2014-10-26 Thread Murat Tasan
Hi all, I have a question about finalizers...
I have a package that manages state for a few connections, and I'd
like to ensure that these connections are 'cleanly' closed upon either
(i) R quitting or (ii) an unloading of the package.
So, in a pared-down example package with a single R file, it looks
something like:

# BEGIN PACKAGE CODE #
.CONNS <- new.env(parent = emptyenv())
.CONNS$resource1 <- NULL
.CONNS$resource2 <- NULL
## some more .CONNS resources...

reg.finalizer(.CONNS, function(x) sapply(names(x), disconnect), onexit = TRUE)

connect <- function(x) {
  ## here lies code to connect and update .CONNS[[x]]
}
disconnect <- function(x) {
  print(sprintf("disconnect(%s)", x))
  ## here lies code to disconnect and update .CONNS[[x]]
}
# END PACKAGE CODE #

The print(...) statement in disconnect(...) is there as a trace, as I
hoped that I'd see disconnect(...) being called when I quit (or
detach(..., unload = TRUE)).
But, it doesn't appear that disconnect(...) is ever called when the
package (and .CONNS) falls out of memory/scope (and I ran gc() after
detach(...), just to be sure).

In a second 'shot-in-the-dark' attempt, I placed the reg.finalizer
call inside an .onLoad function, but that didn't seem to work, either.

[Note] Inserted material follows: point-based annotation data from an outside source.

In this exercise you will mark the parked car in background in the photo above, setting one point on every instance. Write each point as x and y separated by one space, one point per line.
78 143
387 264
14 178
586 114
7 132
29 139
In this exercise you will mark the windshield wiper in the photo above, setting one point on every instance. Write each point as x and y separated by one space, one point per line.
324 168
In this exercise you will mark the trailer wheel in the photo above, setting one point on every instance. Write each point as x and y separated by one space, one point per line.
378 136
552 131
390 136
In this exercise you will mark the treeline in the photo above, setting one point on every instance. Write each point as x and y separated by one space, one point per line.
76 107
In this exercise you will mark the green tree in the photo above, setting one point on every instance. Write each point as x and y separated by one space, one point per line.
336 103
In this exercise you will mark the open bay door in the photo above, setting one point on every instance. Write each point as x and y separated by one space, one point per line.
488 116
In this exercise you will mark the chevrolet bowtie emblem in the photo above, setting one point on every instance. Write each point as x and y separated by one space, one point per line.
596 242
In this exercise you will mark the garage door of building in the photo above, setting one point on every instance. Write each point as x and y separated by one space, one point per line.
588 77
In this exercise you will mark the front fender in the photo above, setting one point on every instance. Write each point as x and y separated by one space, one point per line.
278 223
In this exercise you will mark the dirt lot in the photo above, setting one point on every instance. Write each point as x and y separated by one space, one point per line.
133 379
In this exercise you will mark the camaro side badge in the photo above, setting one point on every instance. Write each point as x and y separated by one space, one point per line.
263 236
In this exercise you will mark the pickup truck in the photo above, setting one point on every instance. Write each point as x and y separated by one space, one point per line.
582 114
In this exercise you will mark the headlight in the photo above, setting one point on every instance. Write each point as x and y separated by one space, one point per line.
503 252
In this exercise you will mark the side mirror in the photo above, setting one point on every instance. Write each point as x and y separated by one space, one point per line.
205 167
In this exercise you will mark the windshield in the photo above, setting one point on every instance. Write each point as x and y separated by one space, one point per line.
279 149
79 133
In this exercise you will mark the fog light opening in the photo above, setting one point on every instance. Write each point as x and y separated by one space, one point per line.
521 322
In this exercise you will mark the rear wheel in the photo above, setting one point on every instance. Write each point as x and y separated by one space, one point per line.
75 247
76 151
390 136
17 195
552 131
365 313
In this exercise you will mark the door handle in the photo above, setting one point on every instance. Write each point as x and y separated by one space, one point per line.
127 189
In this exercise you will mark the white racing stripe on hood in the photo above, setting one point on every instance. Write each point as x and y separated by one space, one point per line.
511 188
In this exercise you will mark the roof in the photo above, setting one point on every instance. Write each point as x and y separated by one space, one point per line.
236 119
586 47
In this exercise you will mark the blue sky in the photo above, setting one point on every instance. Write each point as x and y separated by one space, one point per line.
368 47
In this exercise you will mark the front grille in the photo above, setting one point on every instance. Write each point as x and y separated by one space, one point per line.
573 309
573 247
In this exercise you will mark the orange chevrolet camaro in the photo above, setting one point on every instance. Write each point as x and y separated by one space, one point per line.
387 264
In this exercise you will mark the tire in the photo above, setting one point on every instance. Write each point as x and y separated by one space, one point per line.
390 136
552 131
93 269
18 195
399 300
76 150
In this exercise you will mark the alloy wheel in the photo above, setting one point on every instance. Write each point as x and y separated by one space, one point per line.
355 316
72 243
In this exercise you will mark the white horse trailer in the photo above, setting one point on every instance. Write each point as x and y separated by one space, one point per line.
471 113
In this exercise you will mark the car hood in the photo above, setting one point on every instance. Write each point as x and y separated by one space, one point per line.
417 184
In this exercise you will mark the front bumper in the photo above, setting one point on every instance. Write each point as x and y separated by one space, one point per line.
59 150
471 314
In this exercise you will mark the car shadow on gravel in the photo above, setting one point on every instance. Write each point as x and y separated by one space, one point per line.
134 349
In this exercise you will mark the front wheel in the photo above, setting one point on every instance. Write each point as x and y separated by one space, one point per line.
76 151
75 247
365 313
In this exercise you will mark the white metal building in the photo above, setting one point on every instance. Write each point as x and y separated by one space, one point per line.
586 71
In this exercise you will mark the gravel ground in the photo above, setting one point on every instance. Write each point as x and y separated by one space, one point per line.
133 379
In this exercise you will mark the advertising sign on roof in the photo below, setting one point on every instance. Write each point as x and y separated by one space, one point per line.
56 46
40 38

I'm guessing my use of reg.finalizer is way off-base here... but I
cannot infer from the reg.finalizer man page what I might be doing
wrong.
Is there a way to see, at the R-system level, what functions have been
registered as finalizers?

Thanks for any pointers!

-Murat

__
R-devel@r-project.org mailing list
https://stat.ethz.ch/mailman/listinfo/r-devel


Re: [Rd] proper use of reg.finalizer to close connections

2014-10-26 Thread Murat Tasan
Ah, thanks for the ls() vs names() tip!
(But sadly, it didn't solve the issue... )

So, after some more tinkering, I believe the finalizer is being called
_sometimes_.
I changed the reg.finalizer(...) call to just this:

reg.finalizer(.CONNS, function(x) print("foo"), onexit  = TRUE)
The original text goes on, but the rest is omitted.